2.1 本剤の成分に対し過敏症の既往歴のある患者
2.2 新鮮な心筋梗塞のある患者[基礎代謝の亢進により心負荷が増大し、病態が悪化することがある。]
○粘液水腫性昏睡
○甲状腺機能低下症(ただし、レボチロキシンナトリウム経口製剤による治療が適さない場合に限る)
<粘液水腫性昏睡>
本剤を日局生理食塩液で希釈し、通常、成人には、レボチロキシンナトリウムとして、1日目は50〜400μgを緩徐に静脈内投与し、2日目以降は50〜100μgを1日1回、緩徐に静脈内投与する。
なお、患者の状態に応じて適宜増減する。
<甲状腺機能低下症(ただし、レボチロキシンナトリウム経口製剤による治療が適さない場合に限る)>
本剤を日局生理食塩液で希釈し、通常、成人には、レボチロキシンナトリウムとして、25μgから投与を開始し、50〜150μgを維持用量として、1日1回、緩徐に静脈内投与する。
なお、患者の状態に応じて適宜増減する。
血中濃度が急速に上昇し、経口投与と比べて過量投与に伴う副作用発現のリスクが高まるおそれがあることから、臨床症状、血中甲状腺ホルモン濃度等の患者の状態を観察しながら投与すること。[7.2-7.4参照]
9.1 合併症・既往歴等のある患者
9.1.1 狭心症、陳旧性心筋梗塞、動脈硬化症、高血圧症等の重篤な心・血管系の障害のある患者
低用量から投与を開始するなど患者の状態を観察しながら慎重に投与すること。基礎代謝の亢進による心負荷により、病態が悪化するおそれがある。[7.2、7.3、11.1.1、11.1.6参照]
9.1.2 副腎皮質機能不全、脳下垂体機能不全のある患者
副腎皮質機能不全の改善(副腎皮質ホルモンの補充)をはかってから投与すること。粘液水腫性昏睡等で、本剤の投与が直ちに必要な場合は、副腎皮質ホルモン製剤の併用も考慮すること。副腎クリーゼを誘発し、ショック等を起こすことがある。[7.2、7.3、11.1.3参照]
9.1.3 糖尿病患者
血糖コントロールの条件が変わることがある。[7.2、7.3、10.2参照]
9.5 妊婦
治療上の有益性が危険性を上回ると判断される場合にのみ投与すること。
9.6 授乳婦
治療上の有益性および母乳栄養の有益性を考慮し、授乳の継続又は中止を検討すること。
9.7 小児等
9.7.1 児の状態(血圧、尿量、血清ナトリウム値等)を観察しながら慎重に投与すること。

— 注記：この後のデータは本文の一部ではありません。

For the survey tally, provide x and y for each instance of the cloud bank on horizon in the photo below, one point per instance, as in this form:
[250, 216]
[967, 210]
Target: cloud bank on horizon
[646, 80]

9.7.2 低出生体重児、早産児では、晩期循環不全を起こすことがある。なお、低出生体重児、早産児のうち、特に極低出生体重児や超早産児では、晩期循環不全を起こしやすく、また、本剤の投与後早期に起こりやすい。小児におけるレボチロキシンナトリウムの静脈内投与に関する報告は少ない。[11.1.4参照]
9.8 高齢者
通常より低用量から投与を開始するなど、患者の状態を観察しながら慎重に投与すること。一般に生理機能が低下しており、本剤を投与すると基礎代謝の亢進による心負荷により、狭心症等を来すおそれがある。[7.2、7.3参照]
13.1 処置
換気維持のための酸素投与、交感神経興奮症状に対するプロプラノロール等のβ-遮断剤の投与、うっ血性心不全に対する強心配糖体の投与、発熱、低血糖及び体液喪失に対する処置等を行う。
14.1 薬剤調製時の注意
14.1.1 本剤1管(1mL)を日局生理食塩液100mLで希釈して投与すること。
14.1.2 析出が認められることがある。日局生理食塩液の温度が低い場合には溶けにくいので、生理食塩液の温度をあらかじめ常温に戻してから使用すること。また、希釈時によく混和すること。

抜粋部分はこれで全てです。